The title of the report tells its story: Serious Mismanagement and Misconduct in the Treasury Department, Customs Service and Other Federal Agencies and the Adequacy of Efforts to Hold Agency Officials Accountable.

The hearings not only found evidence of all of the above, they also found there was “a perception of cover-up” in these federal agencies for all their misdeeds. Although this report was issued within months of the Carlson shooting, the killings at Ruby Ridge, and the massacre at Waco, Texas, it went virtually ignored by the media.

A couple of days into my work on the Carlson case I got a call from Miguel’s attorney. The jury had found him guilty of attempted possession of cocaine. The charge carried a mandatory minimum sentence of 20 years in prison. The attorney said he was appealing the conviction. The CI, in the meantime, was paid whatever he’d been promised and was probably off selling more cases. Even I had to admit that it was a good living. I hung up feeling like shit.

Weeks later, after I had submitted a report to Carlson’s attorney recommending that the agents and prosecutors involved in the case be fired and prosecuted, I was full of hope. A rat cannot be king unless the people who are supposed to control him become as immoral and corrupt as he is, and I was going for their throats. The Carlson case would be the example of what was going wrong all across the country that all Americans should see.
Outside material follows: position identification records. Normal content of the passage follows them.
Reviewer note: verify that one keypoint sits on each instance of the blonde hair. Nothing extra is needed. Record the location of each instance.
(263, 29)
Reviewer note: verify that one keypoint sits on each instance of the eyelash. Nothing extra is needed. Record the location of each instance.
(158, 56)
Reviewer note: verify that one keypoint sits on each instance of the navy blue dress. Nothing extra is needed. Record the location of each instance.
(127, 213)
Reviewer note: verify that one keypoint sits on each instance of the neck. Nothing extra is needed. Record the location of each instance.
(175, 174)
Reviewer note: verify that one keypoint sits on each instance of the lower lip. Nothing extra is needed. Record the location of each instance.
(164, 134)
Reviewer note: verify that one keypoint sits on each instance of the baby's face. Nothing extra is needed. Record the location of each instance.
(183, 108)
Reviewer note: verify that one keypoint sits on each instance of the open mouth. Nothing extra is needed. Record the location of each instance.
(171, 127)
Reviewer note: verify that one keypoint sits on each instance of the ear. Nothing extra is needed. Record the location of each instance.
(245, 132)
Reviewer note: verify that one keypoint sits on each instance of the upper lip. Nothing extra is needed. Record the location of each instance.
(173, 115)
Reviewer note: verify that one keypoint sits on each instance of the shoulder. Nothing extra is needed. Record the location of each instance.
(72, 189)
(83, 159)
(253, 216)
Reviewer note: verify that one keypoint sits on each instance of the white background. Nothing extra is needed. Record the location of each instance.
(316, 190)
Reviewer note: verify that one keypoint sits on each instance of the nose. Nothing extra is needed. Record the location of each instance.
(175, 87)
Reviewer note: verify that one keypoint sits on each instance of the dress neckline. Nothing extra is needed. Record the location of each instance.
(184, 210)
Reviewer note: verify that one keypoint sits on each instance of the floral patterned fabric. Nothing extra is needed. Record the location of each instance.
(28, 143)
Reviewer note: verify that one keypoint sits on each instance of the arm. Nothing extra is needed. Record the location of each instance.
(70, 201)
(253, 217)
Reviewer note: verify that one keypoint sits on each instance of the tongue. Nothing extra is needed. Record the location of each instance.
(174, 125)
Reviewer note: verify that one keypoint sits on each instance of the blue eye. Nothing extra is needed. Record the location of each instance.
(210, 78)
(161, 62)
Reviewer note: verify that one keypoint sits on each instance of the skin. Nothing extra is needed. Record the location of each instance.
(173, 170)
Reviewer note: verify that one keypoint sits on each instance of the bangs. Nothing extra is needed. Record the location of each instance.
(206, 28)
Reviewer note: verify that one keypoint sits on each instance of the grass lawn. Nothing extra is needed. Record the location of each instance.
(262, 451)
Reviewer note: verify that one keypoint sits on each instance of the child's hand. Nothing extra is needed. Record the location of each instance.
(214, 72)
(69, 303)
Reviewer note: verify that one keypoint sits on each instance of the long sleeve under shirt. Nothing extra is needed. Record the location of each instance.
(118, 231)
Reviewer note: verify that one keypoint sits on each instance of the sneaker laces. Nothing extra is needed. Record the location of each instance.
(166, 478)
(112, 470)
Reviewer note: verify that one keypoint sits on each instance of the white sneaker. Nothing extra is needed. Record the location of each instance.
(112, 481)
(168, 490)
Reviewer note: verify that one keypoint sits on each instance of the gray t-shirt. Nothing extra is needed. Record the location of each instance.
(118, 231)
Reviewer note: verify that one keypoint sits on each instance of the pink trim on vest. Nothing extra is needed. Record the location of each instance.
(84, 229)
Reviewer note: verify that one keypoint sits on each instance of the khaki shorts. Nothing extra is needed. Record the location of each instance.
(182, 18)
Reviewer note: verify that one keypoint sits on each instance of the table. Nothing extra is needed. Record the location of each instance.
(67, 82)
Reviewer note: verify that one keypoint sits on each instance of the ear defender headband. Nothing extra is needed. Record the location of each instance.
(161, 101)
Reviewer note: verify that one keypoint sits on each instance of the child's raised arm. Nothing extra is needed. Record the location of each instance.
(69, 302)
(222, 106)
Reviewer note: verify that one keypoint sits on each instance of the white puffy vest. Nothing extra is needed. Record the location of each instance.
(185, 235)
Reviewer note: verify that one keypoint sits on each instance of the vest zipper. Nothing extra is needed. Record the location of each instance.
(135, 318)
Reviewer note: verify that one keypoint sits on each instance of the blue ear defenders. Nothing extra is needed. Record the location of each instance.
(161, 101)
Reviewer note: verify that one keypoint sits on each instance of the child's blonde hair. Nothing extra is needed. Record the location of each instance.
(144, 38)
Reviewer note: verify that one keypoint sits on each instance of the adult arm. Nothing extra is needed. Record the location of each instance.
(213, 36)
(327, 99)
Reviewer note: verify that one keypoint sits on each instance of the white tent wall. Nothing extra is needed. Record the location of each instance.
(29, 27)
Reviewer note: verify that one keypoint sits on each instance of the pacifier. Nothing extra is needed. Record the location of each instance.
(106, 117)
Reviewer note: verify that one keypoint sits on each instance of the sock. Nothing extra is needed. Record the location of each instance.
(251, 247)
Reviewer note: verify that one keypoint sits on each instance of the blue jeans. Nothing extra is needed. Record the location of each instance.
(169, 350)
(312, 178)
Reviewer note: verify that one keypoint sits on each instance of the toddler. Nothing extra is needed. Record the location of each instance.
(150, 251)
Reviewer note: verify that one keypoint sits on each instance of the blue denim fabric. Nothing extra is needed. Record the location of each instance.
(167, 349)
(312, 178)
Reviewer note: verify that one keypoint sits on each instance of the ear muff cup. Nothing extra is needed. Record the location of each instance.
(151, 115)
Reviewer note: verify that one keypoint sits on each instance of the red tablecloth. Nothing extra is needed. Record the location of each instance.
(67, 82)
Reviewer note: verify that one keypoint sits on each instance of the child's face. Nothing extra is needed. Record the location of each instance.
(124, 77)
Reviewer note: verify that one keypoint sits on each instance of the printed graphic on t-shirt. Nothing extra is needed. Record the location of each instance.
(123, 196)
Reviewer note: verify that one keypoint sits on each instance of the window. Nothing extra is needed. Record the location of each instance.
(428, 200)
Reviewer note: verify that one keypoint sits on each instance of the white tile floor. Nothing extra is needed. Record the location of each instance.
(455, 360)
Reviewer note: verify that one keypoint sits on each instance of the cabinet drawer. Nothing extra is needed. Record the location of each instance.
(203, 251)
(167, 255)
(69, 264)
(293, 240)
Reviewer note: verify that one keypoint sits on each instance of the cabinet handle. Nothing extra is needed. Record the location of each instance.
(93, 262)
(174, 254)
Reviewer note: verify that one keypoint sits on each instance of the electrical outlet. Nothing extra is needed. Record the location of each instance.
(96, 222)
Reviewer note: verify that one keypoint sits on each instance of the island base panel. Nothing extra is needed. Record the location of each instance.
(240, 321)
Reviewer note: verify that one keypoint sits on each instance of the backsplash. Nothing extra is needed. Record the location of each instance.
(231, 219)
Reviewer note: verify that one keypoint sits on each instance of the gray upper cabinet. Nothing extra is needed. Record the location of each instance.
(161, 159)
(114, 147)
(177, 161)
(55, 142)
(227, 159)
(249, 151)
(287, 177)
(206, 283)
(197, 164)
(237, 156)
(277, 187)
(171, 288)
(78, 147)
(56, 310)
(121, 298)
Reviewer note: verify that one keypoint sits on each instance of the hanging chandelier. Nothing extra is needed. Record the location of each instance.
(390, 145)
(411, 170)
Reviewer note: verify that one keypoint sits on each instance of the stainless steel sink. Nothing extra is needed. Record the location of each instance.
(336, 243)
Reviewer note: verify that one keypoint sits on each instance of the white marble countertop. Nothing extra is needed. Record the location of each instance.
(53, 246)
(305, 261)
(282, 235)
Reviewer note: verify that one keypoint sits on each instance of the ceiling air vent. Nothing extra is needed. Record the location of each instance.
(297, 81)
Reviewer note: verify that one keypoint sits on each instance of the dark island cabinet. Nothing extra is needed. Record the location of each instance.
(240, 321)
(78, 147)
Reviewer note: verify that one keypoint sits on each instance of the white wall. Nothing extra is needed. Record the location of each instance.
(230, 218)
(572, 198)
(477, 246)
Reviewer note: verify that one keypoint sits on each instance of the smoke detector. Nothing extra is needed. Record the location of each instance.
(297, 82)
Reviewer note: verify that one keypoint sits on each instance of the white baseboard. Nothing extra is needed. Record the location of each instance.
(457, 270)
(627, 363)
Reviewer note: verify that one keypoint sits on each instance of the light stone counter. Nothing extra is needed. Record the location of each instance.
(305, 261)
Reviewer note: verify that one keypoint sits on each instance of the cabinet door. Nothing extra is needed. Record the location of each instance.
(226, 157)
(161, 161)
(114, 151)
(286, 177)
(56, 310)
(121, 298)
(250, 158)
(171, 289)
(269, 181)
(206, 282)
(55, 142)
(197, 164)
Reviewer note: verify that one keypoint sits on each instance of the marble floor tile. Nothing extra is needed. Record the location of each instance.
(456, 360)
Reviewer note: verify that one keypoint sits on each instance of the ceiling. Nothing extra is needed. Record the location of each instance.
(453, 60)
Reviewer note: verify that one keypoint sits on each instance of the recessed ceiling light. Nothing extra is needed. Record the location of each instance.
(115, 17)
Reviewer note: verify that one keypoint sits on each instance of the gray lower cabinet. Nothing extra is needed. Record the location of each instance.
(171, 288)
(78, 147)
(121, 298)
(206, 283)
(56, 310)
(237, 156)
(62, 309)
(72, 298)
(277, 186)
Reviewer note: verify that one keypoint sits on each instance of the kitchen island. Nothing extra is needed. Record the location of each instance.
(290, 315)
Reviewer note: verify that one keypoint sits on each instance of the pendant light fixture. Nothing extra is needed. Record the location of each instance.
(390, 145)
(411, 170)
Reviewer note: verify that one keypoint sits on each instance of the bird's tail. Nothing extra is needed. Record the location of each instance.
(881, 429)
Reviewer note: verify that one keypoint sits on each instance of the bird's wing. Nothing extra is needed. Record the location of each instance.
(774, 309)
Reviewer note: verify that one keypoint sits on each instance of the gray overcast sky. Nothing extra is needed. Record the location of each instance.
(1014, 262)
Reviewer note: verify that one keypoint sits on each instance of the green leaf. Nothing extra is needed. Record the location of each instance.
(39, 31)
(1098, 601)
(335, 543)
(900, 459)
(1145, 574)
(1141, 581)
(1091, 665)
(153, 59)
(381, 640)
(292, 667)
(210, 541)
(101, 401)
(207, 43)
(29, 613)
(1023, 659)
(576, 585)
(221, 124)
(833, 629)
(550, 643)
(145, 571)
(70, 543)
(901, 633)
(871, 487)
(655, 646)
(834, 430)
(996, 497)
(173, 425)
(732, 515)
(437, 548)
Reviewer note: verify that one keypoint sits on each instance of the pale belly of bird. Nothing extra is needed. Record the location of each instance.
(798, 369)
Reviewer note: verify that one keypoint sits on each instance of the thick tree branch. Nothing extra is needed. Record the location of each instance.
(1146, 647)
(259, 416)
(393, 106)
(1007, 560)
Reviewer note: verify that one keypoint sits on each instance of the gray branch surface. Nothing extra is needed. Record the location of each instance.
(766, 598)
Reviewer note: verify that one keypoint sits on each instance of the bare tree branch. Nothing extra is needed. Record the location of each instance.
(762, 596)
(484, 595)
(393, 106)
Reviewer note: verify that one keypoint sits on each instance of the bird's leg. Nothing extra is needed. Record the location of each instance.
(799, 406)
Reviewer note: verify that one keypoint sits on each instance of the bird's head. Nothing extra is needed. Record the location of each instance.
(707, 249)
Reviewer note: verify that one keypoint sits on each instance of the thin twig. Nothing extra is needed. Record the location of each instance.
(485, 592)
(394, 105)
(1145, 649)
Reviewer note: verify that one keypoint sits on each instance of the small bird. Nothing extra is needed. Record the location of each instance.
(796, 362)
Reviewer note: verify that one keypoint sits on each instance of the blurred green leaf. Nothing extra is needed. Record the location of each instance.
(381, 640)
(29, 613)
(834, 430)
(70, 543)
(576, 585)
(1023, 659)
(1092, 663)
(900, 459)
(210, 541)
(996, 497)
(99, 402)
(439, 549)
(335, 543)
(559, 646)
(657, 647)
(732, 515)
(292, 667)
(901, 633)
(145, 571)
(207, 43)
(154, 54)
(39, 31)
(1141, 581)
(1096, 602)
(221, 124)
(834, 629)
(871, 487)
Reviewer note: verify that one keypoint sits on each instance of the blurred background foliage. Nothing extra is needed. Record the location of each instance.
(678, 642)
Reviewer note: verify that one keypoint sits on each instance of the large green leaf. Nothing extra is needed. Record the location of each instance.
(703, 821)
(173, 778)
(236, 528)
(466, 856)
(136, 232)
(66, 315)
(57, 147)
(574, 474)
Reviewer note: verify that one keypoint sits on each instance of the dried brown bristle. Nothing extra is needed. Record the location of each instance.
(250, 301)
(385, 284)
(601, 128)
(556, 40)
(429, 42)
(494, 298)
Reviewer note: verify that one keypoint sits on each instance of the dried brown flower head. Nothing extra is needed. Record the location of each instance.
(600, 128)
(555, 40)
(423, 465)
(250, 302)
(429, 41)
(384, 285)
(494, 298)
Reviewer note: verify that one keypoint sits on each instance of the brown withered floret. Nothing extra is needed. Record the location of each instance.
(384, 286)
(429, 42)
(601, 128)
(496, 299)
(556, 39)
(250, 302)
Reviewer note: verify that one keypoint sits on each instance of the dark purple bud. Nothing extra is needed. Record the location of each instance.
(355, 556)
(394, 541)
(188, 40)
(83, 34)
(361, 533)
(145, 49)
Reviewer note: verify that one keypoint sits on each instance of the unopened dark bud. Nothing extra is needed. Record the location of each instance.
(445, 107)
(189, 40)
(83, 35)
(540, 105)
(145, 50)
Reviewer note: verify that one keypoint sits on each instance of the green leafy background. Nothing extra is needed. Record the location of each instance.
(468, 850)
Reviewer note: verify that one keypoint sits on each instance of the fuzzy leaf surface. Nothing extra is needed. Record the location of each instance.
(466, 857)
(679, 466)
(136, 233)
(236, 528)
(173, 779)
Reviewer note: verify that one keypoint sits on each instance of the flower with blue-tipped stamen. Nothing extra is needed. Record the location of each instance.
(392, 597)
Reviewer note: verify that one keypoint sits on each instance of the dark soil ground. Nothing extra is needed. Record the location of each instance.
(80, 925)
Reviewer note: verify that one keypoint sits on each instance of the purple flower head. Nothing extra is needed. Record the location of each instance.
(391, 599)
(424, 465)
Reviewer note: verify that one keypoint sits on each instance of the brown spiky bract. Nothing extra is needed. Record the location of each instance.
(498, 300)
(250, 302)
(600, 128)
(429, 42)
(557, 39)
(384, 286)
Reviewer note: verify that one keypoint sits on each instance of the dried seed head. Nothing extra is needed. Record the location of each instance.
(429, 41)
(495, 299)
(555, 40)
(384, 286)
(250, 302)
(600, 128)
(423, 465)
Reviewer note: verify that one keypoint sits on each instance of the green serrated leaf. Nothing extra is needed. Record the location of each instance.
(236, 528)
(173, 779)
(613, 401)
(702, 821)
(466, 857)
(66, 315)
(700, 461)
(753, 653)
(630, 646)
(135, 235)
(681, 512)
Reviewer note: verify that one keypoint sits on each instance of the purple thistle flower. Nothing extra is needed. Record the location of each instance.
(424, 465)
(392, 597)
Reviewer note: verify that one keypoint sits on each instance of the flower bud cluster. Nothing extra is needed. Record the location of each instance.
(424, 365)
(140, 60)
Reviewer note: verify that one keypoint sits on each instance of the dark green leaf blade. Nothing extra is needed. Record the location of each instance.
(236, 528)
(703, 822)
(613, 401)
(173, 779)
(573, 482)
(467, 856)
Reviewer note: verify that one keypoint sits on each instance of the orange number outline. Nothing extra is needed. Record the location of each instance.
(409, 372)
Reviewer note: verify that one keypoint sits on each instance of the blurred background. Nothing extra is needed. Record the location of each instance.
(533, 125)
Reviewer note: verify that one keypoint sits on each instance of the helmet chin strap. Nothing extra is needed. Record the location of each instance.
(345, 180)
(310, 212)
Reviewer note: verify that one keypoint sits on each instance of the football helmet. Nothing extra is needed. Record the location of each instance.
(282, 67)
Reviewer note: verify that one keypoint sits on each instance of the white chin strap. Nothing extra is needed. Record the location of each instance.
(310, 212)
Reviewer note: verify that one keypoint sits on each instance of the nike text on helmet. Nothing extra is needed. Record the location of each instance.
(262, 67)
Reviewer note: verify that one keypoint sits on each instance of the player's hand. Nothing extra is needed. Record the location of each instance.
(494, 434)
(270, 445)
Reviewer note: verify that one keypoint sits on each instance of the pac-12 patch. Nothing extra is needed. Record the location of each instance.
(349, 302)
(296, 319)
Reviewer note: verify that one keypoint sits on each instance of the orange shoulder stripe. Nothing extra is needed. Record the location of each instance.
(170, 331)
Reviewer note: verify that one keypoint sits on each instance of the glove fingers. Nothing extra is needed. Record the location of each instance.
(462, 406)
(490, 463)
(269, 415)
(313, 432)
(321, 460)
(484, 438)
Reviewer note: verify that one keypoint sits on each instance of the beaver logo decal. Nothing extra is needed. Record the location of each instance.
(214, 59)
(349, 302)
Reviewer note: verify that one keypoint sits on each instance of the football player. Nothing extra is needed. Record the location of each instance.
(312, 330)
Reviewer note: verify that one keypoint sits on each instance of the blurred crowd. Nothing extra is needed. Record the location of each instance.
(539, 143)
Miguel’s attorney called me again. “The judge reversed himself. He’s granted a new trial on the basis that Miguel should have had an entrapment defense. Will you be available to testify?”

“:Sure,” I said. “I’d love to.”

It would be months before I learned that the attorney and the federal prosecutor had worked out a plea bargaining deal. Miguel pled guilty to “use of a telephone for the purpose of facilitating a drug transaction,” and ended up with a four-year prison sentence. I suppose it could have been worse.

It would be more than a year before I would learn that the U.S. government had decided to settle with Carlson for $2.75 million, avoiding a trial and the public revelations of my reports. Part of the final agreement was that the government’s reports of its own actions be classified.

The U.S. attorney of San Diego made a public statement exonerating the agents and prosecutors of all wrongdoing. He said that “the system” failed Carlson, but that the agents and prosecutors were to be commended for having done their jobs.

And somewhere in the middle of this political shit storm the truth was lost and, as usual, all the rats—those with badges, those in appointed and political office—came out smelling like roses, while the walking-around, taxpaying, hardworking Americans took it up the ass.

God bless America, I thought. The land where the rat is king.

 

Reprinted from Prison Life, Jan-Feb 1996. Note this magazine is no longer active.